Fei Pan, Xu Yin, Seokju Lee, Axi Niu, Sungeui Yoon, and In So Kweon
IEEE/CVF Conference on Computer Vision and Pattern Recognition (CVPR) L3DIVU workshop, 2024
Best Paper Award
arXiv

Unsupervised domain adaptation (UDA) has been a potent technique to handle the lack of annotations in the target domain, particularly in semantic segmentation task. This study introduces a different UDA scenarios where the target domain contains unlabeled video frames. Drawing upon recent advancements of self-supervised learning of the object motion from unlabeled videos with geometric constraint, we design a Motion-guided Domain Adaptive semantic segmentation framework (MoDA). MoDA harnesses the self-supervised object motion cues to facilitate cross-domain alignment for segmentation task. First, we present an object discovery module to localize and segment target moving objects using object motion information.
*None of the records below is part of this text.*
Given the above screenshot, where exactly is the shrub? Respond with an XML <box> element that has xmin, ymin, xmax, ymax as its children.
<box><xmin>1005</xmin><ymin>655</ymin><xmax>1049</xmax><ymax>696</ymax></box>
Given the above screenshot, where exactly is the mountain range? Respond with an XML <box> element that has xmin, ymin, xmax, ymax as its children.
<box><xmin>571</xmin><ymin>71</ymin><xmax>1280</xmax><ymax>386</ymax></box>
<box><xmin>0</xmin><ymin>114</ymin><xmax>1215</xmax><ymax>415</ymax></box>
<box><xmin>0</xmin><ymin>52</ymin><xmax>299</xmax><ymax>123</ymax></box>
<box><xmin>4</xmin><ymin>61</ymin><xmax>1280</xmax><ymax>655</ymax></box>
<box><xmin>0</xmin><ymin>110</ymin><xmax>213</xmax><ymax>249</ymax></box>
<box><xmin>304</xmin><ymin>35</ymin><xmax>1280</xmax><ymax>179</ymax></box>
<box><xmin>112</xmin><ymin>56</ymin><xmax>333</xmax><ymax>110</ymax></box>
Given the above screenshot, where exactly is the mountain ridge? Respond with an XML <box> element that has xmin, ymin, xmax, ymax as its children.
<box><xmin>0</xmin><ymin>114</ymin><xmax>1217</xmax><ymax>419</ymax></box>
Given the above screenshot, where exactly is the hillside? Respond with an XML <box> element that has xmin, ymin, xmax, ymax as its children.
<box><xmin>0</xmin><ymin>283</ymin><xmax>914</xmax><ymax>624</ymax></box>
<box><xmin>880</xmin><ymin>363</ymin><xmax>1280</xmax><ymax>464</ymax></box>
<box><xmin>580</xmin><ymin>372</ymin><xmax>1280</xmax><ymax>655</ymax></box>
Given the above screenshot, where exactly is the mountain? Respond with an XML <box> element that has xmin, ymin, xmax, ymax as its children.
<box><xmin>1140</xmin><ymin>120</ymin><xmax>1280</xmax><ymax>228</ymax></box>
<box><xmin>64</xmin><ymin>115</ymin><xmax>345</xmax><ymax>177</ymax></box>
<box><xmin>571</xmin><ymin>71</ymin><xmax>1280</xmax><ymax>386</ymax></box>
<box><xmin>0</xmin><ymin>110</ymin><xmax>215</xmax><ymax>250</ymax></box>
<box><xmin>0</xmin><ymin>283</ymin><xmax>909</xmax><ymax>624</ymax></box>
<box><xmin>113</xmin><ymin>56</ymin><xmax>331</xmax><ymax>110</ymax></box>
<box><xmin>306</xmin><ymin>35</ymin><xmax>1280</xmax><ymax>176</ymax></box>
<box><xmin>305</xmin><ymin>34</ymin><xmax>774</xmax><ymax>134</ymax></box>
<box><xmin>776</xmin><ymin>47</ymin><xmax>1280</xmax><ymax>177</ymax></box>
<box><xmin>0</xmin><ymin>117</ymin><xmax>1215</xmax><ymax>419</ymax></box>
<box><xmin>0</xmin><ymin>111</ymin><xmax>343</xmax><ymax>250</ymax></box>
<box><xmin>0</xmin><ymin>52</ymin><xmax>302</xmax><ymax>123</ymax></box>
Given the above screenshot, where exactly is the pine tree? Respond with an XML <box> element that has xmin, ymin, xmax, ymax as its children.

Then, we propose a semantic mining module that takes the object masks to refine the pseudo labels in the target domain. Subsequently, these high-quality pseudo labels are used in the self-training loop to bridge the cross-domain gap. On domain adaptive video and image segmentation experiments, MoDA shows the effectiveness utilizing object motion as guidance for domain alignment compared with optical flow information. Moreover, MoDA exhibits versatility as it can complement existing state-of-the-art UDA approaches.